Rheinische Post Krefeld Kempen
Das 365-Euro-Ticket kommt wohl nicht
NEW und Verkehrsverbund Rhein-Ruhr sehen eine mögliche Einführung im Kreis Viersen kritisch.
KREIS VIERSEN Noch ist nichts entschieden – aber gleich zwei wichtige Beteiligte sehen die Einführung eines „365-Euro-Tickets“kritisch. Die SPD im Kreis Viersen und die SPD in der Stadt Viersen würden gern das vergünstigte Jahresticket einführen, haben entsprechende (Prüf-)Anträge an Landrat Andreas Coenen (CDU) und Bürgermeisterin Sabine Anemüller (SPD) gestellt. Ziel: Mehr Menschen im Kreis Viersen dazu zu bewegen, das Auto stehen zu lassen und Bus oder Zug zu nutzen. Im Klimapaket-Entwurf der Bundesregierung ist die Einrichtung von zehn Testregionen vorgesehen, in denen die Nutzer des ÖPNV beim Kauf einer Jahreskarte nur noch umgerechnet rund einen Euro pro Tag bezahlen sollen. Der Kreis Viersen solle sich dafür bewerben, Modellregion zu werden, beantragte die Kreis-SPD im Oktober.
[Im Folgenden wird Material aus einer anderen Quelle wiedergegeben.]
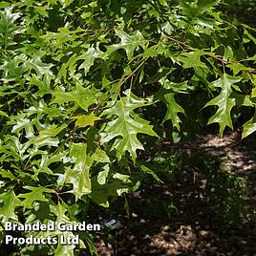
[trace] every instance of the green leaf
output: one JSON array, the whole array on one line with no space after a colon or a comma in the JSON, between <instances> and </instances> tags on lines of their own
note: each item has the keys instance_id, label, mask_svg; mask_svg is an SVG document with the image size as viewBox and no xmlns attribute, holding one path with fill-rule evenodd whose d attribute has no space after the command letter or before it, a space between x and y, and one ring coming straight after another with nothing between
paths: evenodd
<instances>
[{"instance_id":1,"label":"green leaf","mask_svg":"<svg viewBox=\"0 0 256 256\"><path fill-rule=\"evenodd\" d=\"M194 52L181 53L177 57L177 60L183 63L184 69L195 67L207 68L206 65L200 59L200 57L205 52L202 50L195 50Z\"/></svg>"},{"instance_id":2,"label":"green leaf","mask_svg":"<svg viewBox=\"0 0 256 256\"><path fill-rule=\"evenodd\" d=\"M210 100L204 107L216 105L218 111L208 120L208 124L218 122L220 124L220 134L223 136L225 126L233 129L232 119L230 116L231 109L235 106L235 98L231 98L231 86L241 80L241 77L231 76L224 74L221 78L214 81L215 87L222 88L221 94Z\"/></svg>"},{"instance_id":3,"label":"green leaf","mask_svg":"<svg viewBox=\"0 0 256 256\"><path fill-rule=\"evenodd\" d=\"M32 208L32 203L36 201L48 202L49 199L47 199L43 193L54 193L54 190L42 186L25 186L24 188L32 191L30 193L18 195L19 199L25 199L21 202L22 206L25 208Z\"/></svg>"},{"instance_id":4,"label":"green leaf","mask_svg":"<svg viewBox=\"0 0 256 256\"><path fill-rule=\"evenodd\" d=\"M20 17L19 13L12 13L12 8L7 7L4 11L0 11L0 43L4 49L14 44L12 38L15 34L21 33L23 31L15 22Z\"/></svg>"},{"instance_id":5,"label":"green leaf","mask_svg":"<svg viewBox=\"0 0 256 256\"><path fill-rule=\"evenodd\" d=\"M75 125L78 127L94 126L95 121L100 120L100 117L96 117L94 113L90 115L81 115L74 117L73 118L76 119Z\"/></svg>"},{"instance_id":6,"label":"green leaf","mask_svg":"<svg viewBox=\"0 0 256 256\"><path fill-rule=\"evenodd\" d=\"M82 87L81 85L76 85L76 90L73 92L54 92L54 100L53 103L63 104L66 102L76 102L82 109L88 111L88 108L92 104L97 102L96 97L97 90L90 87Z\"/></svg>"},{"instance_id":7,"label":"green leaf","mask_svg":"<svg viewBox=\"0 0 256 256\"><path fill-rule=\"evenodd\" d=\"M130 35L121 30L117 30L116 34L121 39L121 41L119 44L107 47L108 53L110 54L118 49L124 49L129 60L132 60L134 56L134 51L138 47L140 46L142 49L144 49L146 43L148 42L139 31Z\"/></svg>"},{"instance_id":8,"label":"green leaf","mask_svg":"<svg viewBox=\"0 0 256 256\"><path fill-rule=\"evenodd\" d=\"M65 173L65 181L73 184L75 199L89 194L91 190L90 168L94 161L109 162L106 153L98 148L90 150L87 144L74 143L71 146L70 157L75 159L75 166Z\"/></svg>"},{"instance_id":9,"label":"green leaf","mask_svg":"<svg viewBox=\"0 0 256 256\"><path fill-rule=\"evenodd\" d=\"M256 131L256 111L254 111L254 116L251 119L246 121L243 126L242 139L251 135Z\"/></svg>"},{"instance_id":10,"label":"green leaf","mask_svg":"<svg viewBox=\"0 0 256 256\"><path fill-rule=\"evenodd\" d=\"M106 109L101 114L101 117L110 115L110 117L117 117L114 120L109 121L102 131L101 143L110 141L116 139L113 148L117 150L117 158L121 159L128 151L135 162L137 158L136 151L143 149L142 144L138 139L139 133L149 136L158 137L152 130L152 126L145 119L139 117L133 110L148 105L144 99L137 97L132 93L126 92L126 96L117 100L115 105ZM120 138L121 137L121 138Z\"/></svg>"},{"instance_id":11,"label":"green leaf","mask_svg":"<svg viewBox=\"0 0 256 256\"><path fill-rule=\"evenodd\" d=\"M253 71L253 69L251 68L247 68L245 66L244 66L241 63L232 63L232 64L228 64L226 65L226 67L230 68L233 71L233 74L236 75L237 74L239 74L241 71Z\"/></svg>"},{"instance_id":12,"label":"green leaf","mask_svg":"<svg viewBox=\"0 0 256 256\"><path fill-rule=\"evenodd\" d=\"M143 164L141 164L139 167L142 169L144 173L150 174L157 181L159 181L160 183L163 183L163 181L159 178L159 176L150 168L148 168L147 166Z\"/></svg>"},{"instance_id":13,"label":"green leaf","mask_svg":"<svg viewBox=\"0 0 256 256\"><path fill-rule=\"evenodd\" d=\"M170 82L166 77L160 80L162 87L154 95L153 101L159 100L164 102L167 107L167 112L163 121L171 120L174 127L180 131L180 123L181 122L178 114L185 114L183 108L179 105L175 100L175 91L182 91L187 89L186 82L183 83L173 83Z\"/></svg>"},{"instance_id":14,"label":"green leaf","mask_svg":"<svg viewBox=\"0 0 256 256\"><path fill-rule=\"evenodd\" d=\"M3 219L3 223L9 220L18 221L18 217L15 214L15 208L21 205L20 200L14 194L13 189L10 189L5 193L0 195L0 203L2 206L0 207L0 217Z\"/></svg>"},{"instance_id":15,"label":"green leaf","mask_svg":"<svg viewBox=\"0 0 256 256\"><path fill-rule=\"evenodd\" d=\"M55 124L49 126L45 130L42 130L39 132L39 135L34 139L33 143L36 145L36 147L41 147L41 146L45 145L45 142L48 142L48 141L51 142L51 140L49 140L49 139L57 136L68 125L66 123L63 123L59 127L57 127L57 125L55 125ZM53 144L53 143L51 143L51 144Z\"/></svg>"}]
</instances>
Die Verwaltung der Stadt Viersen hat schon einmal recherchiert. „Da die Stadt Viersen Mitglied im Verkehrsverbund Rhein-Ruhr und durch die maßgebliche Beteiligung an der NEW mobil & aktiv Viersen Aufgabenträger für den öffentlichen Personennahverkehr ist, wurden sowohl der VRR als auch die NEW um Stellungnahme gebeten“, erklärt
Viersens Erster Beigeordnete Christian Canzler.
Ergebnis: „Die NEW steht dem ,365-Euro-Ticket’ kritisch gegenüber“, berichtet Canzler. „Neben massiven Mindereinnahmen, die dauerhaft durch die Stadt Viersen auszugleichen wären, kommen nach Auffassung der NEW noch weitere Mindereinnahmen oder Auswirkungen auf diverse Zuschüsse beispielsweise für die Beförderung Schwerbehinderter, Schüler und Auszubildender hinzu, da diese Zuschüsse auf Basis der dann ja deutlich geringeren Fahrgeldeinnahmen ermittelt werden.“Eine weitere finanzielle Belastung würde sich aus NEW-Sicht durch einen eventuellen Fahrgastzuwachs bei der erheblichen Rabattierung ergeben. „Insbesondere in den Hauptverkehrszeiten sind die Kapazitäten der NEW nicht ausreichend, so dass die Fahrzeuge und das Fahrpersonal erhöht werden müssten“, erklärt Canzler. Sofern nur die Stadt Viersen, das „365-Euro-Ticket“anbietet, befürchte die NEW darüber hinaus vertriebliche Wanderungsbewegungen, die im Rahmen der Einnahme-aufteilung zu weiteren finanziellen Nachteilen führen könnten, so der Erste Beigeordnete.
Ablehnend äußerte sich auch der Verkehrsverbund Rhein-Ruhr (VRR), erklärte Canzler. „Die Einführung des ,365-Euro-Tickets’ ,nur’ im Stadtgebiet Viersen und nicht verbundweit wird kritisch gesehen.“Von einer Einführung im gesamtenVerkehrsverbund sei derzeit nicht auszugehen, auch wenn verschiedene Kommunen wie zum Beispiel die Landeshauptstadt Düsseldorf sich aktuell ebenfalls mit der Thematik befassen. Tarifwünsche von Kommunen seien zwar zulässig, aber nur, wenn dadurch die einheitliche Anwendung des Verbundtarifs im Verbundraum sowie seine Struktur nicht in Frage gestellt würden, erklärte Canzler die Haltung des VRR. Hinzu kommt: Wer die Musik bestellt, muss zahlen. Wolle die Stadt Viersen das 365-Euro-Ticket einführen, müsse sie – oder ein Dritter – die finanziellen Auswirkungen in vollem Umfang abdecken.
Über wie viel Geld wird da geredet? Canzler sagt: „Das Einschätzen der finanziellen Auswirkungen gestaltet sich schwierig.“Der VRR geht nach vorsichtiger Schätzung davon aus, dass für die Preisstufe A (mit der es nicht möglich ist, außerhalb des Stadtgebiets Viersen den ÖPNV zu nutzen) Mindererträge von rund 800.000 Euro jährlich durch die Stadt Viersen ausgeglichen werden müssten. Bei verbundweiter Gültigkeit des Tickets für die Viersener müsste die Stadt einen Betrag von rund 1,6 Millionen Euro tragen.